Pasal-pasal yang mungkin relevan termasuk Pasal 289 KUHP tentang pelecehan dan Pasal 27
Undang-Undang Informasi dan Transaksi Elektronik (UU ITE) terkait penyebaran informasi
pribadi tanpa izin. Hukuman yang diberikan dapat bervariasi tergantung pada beratnya
pelanggaran, namun seharusnya mencerminkan seriusnya tindakan pelecehan dan memberikan
keadilan kepada para korban. Selain itu, perlu dilakukan langkah preventif dan perbaikan
struktural dalam penyelenggaraan kontes kecantikan agar kejadian serupa tidak terulang di masa
depan.

REFERENSI

Lero Martinus Tanga, et. al., (2023). Analisis Penegakan Hukum Terhadap Aksi Pelecehan
Seksual Non Fisik di Indonesia. JURNAL HUKUM SASANA, Volume 9, No.1.
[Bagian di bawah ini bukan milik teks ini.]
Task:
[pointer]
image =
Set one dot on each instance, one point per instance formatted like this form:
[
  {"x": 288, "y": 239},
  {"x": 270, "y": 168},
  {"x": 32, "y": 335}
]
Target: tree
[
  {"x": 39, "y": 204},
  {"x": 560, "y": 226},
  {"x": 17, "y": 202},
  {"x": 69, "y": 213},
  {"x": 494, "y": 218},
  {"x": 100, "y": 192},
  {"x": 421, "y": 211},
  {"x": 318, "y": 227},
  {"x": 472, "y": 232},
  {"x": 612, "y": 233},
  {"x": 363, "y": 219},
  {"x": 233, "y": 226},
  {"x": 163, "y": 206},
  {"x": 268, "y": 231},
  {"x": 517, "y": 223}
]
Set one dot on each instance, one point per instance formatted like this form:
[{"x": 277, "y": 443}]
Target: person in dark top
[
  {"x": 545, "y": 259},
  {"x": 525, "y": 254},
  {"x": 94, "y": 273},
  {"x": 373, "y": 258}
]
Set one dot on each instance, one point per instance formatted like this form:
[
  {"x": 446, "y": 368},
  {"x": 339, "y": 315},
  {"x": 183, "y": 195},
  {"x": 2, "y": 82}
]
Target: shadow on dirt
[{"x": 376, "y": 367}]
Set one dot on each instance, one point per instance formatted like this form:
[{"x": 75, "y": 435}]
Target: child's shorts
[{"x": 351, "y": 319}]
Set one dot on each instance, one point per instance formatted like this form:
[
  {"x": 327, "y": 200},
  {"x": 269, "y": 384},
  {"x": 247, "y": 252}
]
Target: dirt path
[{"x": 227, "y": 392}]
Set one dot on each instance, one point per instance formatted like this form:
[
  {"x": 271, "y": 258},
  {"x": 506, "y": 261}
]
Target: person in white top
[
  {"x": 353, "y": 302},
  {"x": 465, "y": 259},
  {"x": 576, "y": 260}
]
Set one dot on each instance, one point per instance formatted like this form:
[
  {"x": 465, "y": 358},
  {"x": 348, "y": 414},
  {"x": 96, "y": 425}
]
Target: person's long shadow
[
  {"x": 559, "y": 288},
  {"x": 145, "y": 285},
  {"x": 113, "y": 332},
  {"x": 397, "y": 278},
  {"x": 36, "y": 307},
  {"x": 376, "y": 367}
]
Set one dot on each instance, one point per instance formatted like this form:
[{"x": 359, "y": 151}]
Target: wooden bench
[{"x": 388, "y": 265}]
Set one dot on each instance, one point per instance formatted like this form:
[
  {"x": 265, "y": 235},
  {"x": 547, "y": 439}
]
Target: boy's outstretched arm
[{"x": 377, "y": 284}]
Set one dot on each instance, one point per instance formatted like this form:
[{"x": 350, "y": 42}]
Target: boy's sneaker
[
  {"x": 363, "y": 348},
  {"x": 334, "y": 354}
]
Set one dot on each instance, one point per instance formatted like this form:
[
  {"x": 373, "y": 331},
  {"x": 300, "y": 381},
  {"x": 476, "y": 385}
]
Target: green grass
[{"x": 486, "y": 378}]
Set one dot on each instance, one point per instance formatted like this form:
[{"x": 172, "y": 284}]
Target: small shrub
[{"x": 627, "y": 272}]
Harahap Irwan S. (2016). Perlindungan Hukum Terhadap Anak Korban Kejahatan Seksual
dalam Perspektif Hukum Progresif. Jurnal Media Hukum, Vol. 23 No.1.

Noviasari Dilli T. (2022). Analisis Yuridis Kekerasan Seksual dalam Perlindungan Korban
Pelecehan Seksual di Sektor Pendidikan. Borobudur Law and Society Journal Vol. 1 No. 6.